Following last year’s successful effort to decriminalize marijuana in Rhode Island, advocates in the state legislature now have their eyes on the biggest prize in drug reform: marijuana legalization.
“Taxing and regulating the sale of marijuana will rob drug dealers of one of their reasons for being,” state Senator Donna M. Nesselbush (D) said, according to The Valley Breeze newspaper in Rhode Island. “It will likely reduce crime, weaken gangs and cartels and allow our hard-working law enforcement officials to focus on serious and/or violent crime. Taxing and regulating would also create the potential for much-needed state revenue that could be used for treatment and education about the consequences of drug use and the promise of healthful living.”
“The bill would allow individuals 21 and older to possess and cultivate limited amounts of marijuana,” the group explained in a statement. “It would also direct the department of revenue to license and regulate marijuana producers and retail marijuana stores.

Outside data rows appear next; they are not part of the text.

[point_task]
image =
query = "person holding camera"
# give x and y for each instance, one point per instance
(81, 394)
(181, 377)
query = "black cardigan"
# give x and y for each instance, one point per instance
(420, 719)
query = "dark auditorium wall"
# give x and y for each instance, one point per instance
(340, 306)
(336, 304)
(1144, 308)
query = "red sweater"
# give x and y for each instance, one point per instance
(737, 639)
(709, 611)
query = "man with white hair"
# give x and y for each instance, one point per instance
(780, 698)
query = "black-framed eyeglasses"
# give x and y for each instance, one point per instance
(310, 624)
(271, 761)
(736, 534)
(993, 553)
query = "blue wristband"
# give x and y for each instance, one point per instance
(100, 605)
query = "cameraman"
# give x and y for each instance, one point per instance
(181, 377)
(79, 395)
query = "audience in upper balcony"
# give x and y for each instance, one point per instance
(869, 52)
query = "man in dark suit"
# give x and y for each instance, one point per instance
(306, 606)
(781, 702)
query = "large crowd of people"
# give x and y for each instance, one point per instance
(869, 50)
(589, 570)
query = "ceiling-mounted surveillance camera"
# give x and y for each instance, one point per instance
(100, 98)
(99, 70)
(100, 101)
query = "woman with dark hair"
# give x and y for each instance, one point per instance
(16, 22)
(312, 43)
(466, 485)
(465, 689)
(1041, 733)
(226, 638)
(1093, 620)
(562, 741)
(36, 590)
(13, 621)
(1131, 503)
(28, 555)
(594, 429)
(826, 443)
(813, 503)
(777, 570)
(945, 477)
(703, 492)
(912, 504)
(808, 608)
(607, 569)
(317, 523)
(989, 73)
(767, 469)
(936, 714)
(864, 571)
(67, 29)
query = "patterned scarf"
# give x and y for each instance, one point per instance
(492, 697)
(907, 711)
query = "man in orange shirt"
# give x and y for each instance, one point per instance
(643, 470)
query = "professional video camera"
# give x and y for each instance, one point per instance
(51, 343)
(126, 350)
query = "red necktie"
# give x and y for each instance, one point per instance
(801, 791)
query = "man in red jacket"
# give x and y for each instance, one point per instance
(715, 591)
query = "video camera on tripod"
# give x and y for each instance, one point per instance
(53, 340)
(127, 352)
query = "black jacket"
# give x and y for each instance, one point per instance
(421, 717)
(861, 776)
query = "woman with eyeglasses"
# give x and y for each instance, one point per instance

This sensible approach to marijuana would let law enforcement focus on more serious crimes.”
The state is one of several that could potentially legalize marijuana following passage of historic voter-driven legalization initiatives in Colorado and Washington. A law signed by Gov. Lincon Chafee (R) in 2012, which takes effect on April 1, 2013, lowers penalties for adults caught with up to an ounce of marijuana to just a single $150 fine, similar to a traffic ticket. The new law will see about half of those revenues going into drug awareness and treatment programs for young people, according to The Providence Journal.
“It is time for Rhode Island to put the failed policy of marijuana prohibition behind us and adopt a more sensible approach just as our nation did with alcohol 80 years ago,” Rep. Ajello said. “By keeping marijuana sales in the underground market, we are ensuring they will be uncontrolled and that those selling it are not asking for proof of age. Regulating marijuana like alcohol will take marijuana sales off the street and put them in the hands of legitimate businesses that would face real disincentives for selling to minors. These new businesses will also create jobs and generate much-needed new tax revenue.”